APRIL 16th - Second Ruff draft of overall Artist Statement (Via Email or handed in via print).


If I do not have your disc by 4PM April 30th, it might not get graded.



Tuesday, January 29, 2013

ARTIST STATEMENTS



Artist's statement

From Wikipedia, the free encyclopedia
An artist's statement (or artist statement) is an artist's written description of their work. The brief verbal representation is about and in support of, his or her own work to give the viewer understanding. As such it aims to inform, connect with an art context, and present the basis for the work; it is therefore didactic, descriptive, or reflective in nature.
Description
The artist's text intends to explain, justify, extend, and/or contextualize his or her body of work. It places or attempts to place the work in relationship to art history and theory, the art world and the times. Further, the statement serves to show that the artist is conscious of their intentions, aware of their practice and its position within art parameters and of the discourse surrounding it. Therefore not only does it describe and place, but it indicates the level of the artist's own comprehension of their field and making.
Artists often write a short (50-100 word) and/or a long (500-1000 word) version of the same statement, and they may maintain and revise these statements throughout their careers. They may be edited to suit the requirements of specific funding bodies, galleries or call-outs as part of the application process.
...it has become a necessary cost of doing business, a way for artists to help viewers (or curators, peers, critics) understand and discuss their work.
WHY YOU MAKE YOUR ART, HOW YOU MAKE IT, WHAT IT'S MADE OUT OF, and perhaps briefly, WHAT YOUR ART MEANS TO YOU

1. Avoid ‘art-speak.’ Speak from a place of integrity about your work not a lot of words that seem impressive. 

2. This statement is not about other artists but about your work.
          What am I doing?
          How am I doing it?
          What do I want other people to understand about my art?

3. Make connections to what your work is conceptually about and what medium you are using and for what reasons.


4. There is a difference between you and the critic. You need to know the histories that you are coming from, but you do not need to positioning other artists’ work in your statement. Trends, influences yes, name-dropping no.


5. I do not see it as wise to discuss how your work should make people feel. Once you make it and it goes out into the world then others get to decide.


6. Don’t use the third person, you are the one writing the piece.

7. People need to understand it the first time that they read it so be as straight-forward and clear as you. This does not mean that there is not a poetry of beauty in it, but be direct.

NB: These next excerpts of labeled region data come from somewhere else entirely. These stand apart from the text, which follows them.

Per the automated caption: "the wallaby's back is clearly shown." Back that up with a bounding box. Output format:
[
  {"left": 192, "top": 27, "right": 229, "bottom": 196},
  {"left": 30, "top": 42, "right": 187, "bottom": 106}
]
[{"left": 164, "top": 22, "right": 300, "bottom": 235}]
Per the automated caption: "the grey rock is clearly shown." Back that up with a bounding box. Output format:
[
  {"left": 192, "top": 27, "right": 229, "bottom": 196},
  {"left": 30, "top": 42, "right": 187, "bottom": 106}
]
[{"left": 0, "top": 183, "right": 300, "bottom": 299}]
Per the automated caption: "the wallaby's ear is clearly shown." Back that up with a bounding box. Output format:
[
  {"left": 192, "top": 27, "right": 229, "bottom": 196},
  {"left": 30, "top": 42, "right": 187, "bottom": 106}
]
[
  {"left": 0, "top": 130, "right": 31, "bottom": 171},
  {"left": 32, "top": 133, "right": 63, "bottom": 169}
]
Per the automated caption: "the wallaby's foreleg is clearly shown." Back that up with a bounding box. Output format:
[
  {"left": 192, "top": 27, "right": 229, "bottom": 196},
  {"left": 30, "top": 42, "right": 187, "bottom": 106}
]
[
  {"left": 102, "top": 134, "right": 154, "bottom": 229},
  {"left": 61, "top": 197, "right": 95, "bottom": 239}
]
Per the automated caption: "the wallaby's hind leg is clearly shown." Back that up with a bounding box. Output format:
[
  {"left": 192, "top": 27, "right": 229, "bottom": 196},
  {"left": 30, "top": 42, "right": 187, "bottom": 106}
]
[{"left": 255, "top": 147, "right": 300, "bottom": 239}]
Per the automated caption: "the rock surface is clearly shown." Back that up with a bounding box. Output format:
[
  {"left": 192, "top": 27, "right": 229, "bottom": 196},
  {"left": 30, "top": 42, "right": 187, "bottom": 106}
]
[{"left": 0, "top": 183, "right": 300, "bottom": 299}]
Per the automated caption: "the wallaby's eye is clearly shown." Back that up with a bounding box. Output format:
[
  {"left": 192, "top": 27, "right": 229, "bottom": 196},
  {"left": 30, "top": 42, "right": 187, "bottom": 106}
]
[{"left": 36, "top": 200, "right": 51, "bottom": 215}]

8. An artist statement should not be longer than one page in length. In some proposal settings you may be asked to write a longer one,. Some good artists statements have only been 3 to 4 sentences. Before you turn these statements in to me, have at least one person proof read your statement. Better yet, have two people read it; one who is familiar with your work and one who is not familiar with your work.